Economic Development for a Growing Economy (EDGE)
EDGE provides tax credits to qualifying businesses that create new jobs and make capital investments in Illinois.  Credits are calculated from the personal income tax collected on salaries paid to employees in the new jobs created, which may be taken as a non-refundable tax credit against corporate income taxes over a period not to exceed 10 taxable years.  To qualify, firms must make an investment of at least $5 million in capital improvements and create a minimum of 25 new jobs or make an investment of $2.5 million and create a minimum of 50 new jobs, although demonstrated public benefit may result in waiver of these requirements.

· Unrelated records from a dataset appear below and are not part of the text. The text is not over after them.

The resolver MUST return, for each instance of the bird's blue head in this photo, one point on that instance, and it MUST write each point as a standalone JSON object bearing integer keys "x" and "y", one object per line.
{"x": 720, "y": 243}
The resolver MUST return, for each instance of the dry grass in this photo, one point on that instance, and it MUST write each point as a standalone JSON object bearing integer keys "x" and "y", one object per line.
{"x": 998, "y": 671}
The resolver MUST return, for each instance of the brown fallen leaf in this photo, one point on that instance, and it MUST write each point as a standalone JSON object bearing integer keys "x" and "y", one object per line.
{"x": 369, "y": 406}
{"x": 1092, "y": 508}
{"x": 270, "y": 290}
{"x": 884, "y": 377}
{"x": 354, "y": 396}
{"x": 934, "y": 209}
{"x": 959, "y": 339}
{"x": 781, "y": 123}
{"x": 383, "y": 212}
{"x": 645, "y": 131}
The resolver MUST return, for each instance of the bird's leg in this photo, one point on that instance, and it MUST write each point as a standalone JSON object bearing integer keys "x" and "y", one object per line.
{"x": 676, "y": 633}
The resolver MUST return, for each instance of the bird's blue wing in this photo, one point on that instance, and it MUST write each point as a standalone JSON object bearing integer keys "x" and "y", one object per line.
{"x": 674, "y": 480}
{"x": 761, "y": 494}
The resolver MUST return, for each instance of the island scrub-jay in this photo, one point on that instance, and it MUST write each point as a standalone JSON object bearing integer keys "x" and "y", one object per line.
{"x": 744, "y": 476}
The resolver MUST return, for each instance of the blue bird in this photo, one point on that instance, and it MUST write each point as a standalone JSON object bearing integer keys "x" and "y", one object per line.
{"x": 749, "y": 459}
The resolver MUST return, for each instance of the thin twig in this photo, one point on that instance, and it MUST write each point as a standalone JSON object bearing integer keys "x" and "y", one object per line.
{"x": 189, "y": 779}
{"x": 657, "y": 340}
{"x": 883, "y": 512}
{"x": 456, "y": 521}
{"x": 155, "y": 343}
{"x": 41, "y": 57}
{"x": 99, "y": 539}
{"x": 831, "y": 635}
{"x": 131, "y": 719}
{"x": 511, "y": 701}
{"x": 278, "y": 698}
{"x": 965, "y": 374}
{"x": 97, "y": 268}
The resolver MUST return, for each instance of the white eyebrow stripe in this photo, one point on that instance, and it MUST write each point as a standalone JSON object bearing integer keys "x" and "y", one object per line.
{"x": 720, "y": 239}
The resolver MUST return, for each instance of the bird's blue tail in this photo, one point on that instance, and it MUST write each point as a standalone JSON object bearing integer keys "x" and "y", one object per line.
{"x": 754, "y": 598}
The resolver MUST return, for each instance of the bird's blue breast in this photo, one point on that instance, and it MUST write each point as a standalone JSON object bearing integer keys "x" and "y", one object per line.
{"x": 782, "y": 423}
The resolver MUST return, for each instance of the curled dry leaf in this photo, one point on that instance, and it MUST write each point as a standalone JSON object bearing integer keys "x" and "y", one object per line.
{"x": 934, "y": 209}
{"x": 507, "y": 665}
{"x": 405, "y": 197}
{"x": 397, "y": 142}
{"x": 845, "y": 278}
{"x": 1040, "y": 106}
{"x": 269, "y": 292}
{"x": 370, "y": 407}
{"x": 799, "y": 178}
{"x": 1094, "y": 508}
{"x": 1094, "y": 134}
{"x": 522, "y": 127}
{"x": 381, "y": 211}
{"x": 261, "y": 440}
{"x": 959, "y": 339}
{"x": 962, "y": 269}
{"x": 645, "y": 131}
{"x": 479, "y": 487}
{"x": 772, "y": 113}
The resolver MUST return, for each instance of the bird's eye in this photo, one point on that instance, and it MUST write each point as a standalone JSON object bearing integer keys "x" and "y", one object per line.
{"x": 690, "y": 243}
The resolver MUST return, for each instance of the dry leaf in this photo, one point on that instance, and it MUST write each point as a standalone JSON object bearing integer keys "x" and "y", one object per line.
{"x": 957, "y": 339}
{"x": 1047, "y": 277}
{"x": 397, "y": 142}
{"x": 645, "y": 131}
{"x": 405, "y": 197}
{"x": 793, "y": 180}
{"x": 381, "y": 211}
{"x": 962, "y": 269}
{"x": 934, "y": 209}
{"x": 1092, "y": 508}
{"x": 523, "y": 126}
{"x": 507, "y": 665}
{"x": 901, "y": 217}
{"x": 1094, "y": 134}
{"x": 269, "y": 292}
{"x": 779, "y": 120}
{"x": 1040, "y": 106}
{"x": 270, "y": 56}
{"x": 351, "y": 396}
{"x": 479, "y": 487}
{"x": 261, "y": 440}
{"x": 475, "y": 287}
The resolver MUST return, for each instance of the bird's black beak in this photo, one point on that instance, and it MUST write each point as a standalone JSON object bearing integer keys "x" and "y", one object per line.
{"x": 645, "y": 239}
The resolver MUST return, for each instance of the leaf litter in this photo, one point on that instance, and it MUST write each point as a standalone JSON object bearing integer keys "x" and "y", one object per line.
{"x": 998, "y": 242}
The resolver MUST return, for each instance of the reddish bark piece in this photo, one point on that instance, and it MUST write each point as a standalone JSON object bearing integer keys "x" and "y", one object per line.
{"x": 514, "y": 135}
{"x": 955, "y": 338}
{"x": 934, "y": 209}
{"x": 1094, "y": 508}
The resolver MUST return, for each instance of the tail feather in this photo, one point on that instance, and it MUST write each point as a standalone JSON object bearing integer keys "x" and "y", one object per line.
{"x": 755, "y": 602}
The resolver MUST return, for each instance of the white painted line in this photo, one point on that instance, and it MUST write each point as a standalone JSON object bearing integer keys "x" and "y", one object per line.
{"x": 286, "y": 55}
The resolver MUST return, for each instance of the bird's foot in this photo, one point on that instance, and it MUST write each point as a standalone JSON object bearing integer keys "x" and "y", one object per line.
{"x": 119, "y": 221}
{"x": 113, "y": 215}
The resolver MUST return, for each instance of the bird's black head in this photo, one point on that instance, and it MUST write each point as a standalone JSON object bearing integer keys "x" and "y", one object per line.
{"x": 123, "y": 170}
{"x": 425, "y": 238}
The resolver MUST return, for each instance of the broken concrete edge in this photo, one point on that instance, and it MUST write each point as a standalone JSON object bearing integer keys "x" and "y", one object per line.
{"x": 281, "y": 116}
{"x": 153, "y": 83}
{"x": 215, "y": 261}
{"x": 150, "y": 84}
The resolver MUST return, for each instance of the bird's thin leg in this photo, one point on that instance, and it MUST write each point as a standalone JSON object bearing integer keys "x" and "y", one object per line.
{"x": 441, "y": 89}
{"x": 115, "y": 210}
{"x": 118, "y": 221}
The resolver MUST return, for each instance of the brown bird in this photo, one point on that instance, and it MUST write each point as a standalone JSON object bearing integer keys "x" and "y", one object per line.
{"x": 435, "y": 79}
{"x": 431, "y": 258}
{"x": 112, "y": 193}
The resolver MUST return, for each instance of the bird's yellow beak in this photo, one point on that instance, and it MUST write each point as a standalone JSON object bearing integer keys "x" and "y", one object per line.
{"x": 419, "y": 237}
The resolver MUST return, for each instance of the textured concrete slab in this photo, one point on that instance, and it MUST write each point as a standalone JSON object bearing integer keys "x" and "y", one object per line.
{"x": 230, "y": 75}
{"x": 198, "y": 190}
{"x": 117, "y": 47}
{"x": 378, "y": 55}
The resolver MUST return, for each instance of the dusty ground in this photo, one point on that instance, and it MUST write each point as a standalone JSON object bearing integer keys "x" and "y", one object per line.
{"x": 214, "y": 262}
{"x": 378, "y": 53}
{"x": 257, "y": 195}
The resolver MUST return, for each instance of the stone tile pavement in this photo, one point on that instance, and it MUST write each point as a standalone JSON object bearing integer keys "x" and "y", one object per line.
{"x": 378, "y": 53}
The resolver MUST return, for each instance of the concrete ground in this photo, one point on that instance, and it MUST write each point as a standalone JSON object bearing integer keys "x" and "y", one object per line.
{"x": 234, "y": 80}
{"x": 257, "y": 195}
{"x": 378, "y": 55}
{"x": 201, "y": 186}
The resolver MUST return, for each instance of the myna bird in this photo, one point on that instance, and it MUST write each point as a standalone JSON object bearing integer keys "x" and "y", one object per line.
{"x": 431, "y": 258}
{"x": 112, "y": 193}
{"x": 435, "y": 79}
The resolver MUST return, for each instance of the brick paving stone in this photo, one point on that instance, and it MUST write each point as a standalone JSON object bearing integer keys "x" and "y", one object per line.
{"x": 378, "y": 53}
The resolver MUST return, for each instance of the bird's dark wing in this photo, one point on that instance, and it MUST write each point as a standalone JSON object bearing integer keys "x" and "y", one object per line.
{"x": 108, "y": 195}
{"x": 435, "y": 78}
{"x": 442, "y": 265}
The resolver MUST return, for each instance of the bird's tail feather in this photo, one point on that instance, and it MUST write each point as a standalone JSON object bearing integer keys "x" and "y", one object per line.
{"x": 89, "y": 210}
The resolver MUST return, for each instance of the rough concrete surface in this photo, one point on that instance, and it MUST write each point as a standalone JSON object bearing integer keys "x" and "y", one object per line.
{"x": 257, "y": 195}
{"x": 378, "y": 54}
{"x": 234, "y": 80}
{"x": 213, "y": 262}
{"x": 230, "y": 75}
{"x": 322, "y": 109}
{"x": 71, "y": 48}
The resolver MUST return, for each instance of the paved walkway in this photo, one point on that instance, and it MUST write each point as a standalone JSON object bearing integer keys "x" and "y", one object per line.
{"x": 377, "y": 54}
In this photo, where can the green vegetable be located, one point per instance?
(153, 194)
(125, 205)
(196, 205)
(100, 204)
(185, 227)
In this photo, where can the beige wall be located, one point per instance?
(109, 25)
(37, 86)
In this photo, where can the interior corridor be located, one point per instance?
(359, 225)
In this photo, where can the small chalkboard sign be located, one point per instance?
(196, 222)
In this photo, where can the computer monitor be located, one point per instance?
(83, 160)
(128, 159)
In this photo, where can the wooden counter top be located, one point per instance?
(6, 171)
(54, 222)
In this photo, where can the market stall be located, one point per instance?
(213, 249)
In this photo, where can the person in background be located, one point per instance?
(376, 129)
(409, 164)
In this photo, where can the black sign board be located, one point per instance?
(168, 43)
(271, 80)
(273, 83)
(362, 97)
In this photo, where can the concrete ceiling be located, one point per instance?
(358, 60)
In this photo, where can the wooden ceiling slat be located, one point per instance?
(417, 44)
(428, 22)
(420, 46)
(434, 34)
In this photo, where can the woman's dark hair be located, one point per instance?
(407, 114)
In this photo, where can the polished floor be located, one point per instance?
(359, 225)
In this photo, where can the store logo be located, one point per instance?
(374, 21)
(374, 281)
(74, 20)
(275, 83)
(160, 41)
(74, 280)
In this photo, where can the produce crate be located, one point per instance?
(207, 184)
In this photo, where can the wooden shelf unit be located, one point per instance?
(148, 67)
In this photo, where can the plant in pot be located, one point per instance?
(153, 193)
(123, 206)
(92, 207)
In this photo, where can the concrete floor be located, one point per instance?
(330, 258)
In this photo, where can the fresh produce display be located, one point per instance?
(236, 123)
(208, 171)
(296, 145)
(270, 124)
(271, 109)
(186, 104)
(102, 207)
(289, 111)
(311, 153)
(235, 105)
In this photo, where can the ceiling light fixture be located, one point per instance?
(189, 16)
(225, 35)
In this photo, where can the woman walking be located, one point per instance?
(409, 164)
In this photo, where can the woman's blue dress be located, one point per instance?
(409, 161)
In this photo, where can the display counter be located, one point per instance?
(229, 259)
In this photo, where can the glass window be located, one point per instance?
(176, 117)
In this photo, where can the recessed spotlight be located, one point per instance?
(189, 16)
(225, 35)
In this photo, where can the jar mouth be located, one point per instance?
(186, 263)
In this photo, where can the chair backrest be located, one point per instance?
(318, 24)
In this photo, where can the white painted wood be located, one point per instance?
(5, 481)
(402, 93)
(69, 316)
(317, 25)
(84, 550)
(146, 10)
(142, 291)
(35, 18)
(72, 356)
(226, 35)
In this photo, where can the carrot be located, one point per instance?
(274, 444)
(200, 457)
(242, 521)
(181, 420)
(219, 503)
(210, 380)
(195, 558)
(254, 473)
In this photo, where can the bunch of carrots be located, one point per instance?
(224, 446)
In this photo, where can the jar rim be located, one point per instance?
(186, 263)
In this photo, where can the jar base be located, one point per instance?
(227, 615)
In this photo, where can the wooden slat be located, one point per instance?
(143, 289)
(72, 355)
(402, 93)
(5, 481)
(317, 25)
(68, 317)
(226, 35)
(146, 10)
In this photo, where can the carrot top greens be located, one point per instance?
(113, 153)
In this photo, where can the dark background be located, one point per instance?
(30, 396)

Large Business Development Program
The Illinois Large Business Development Program provides incentive financing or grants to encourage large out-of-state companies to locate facilities in Illinois and also to encourage existing Illinois companies to undertake major job expansion or retention projects within the state.  Funds available through the program may be used by large businesses (500 or more employees) for typical business activities, including financing the purchase of land or buildings, construction or renovation. LBDP funds are targeted to major economic development opportunities that will result in substantial private investment and the creation and/or retention of 300 or more jobs.

Rural Business Initiative Loan Program (RBI)
The South Central Illinois Planning and Development Commission functions as an “intermediary lender” to provide flexible regional fixed asset and working capital assistance to credit worthy expanding or start-up industrial or commercial businesses. The program is used in conjunction with a combination of business equity and conventional lending sources without the normal cumbersome strings of public sector financing. A maximum of 75% of the total project cost or $250,000 (whichever is less) can be loaned under the RBI program with a competitive fixed interest rate of 5.5% based on $25,000 loaned per job created or retained.

Economic Development Administration (EDA) Title IX Revolving Loan Fund
Title IX is similar to the Rural Business Initiative Program except that the program is primarily used in conjunction with manufacturing, distribution or technology-based firms that have the ability to create higher-skilled, higher wage jobs for area residents.  The Title IX loan program is used in conjunction with a combination of business equity and conventional lending or other public sector financing sources without the normal cumbersome strings of public sector financing. A maximum of 25% of the total project cost or $200,000 (whichever is less) can be loaned under the Title IX program based on $25,000 loaned per job created or retained.

Small Business Administration (SBA) 504 Certified Development Company Loan Program
This program is also available through the South Central Illinois Planning and Development Commission. The objective of the program is to assist small and medium-sized start-up and existing business in obtaining competitively priced, long-term, fixed-rate, subordinated financing for fixed asset needs often with a reasonably low equity injection for established profitable firms. Financing of up to $2.0 million, or a maximum of 40% of the project’s total cost, (whichever is less) may be obtained at fixed rates for either 10 or 20 years based on $65,000 per job created or retained.  504 financing for rural manufacturing borrowers of up to $4.0 million are possible based upon the creation or retention of one full time job for each $100,000 in 504 financing.  For the balance of 2009, the normal 3.0% 504 processing fee normally charged by SBA to borrower has been “waived” as part of the ARRA provisions.
Low Interest Loans – Community Development Corporation
The Jefferson, Marion and Washington County Community Development Corporation offers below market, low interest loans to qualifying businesses.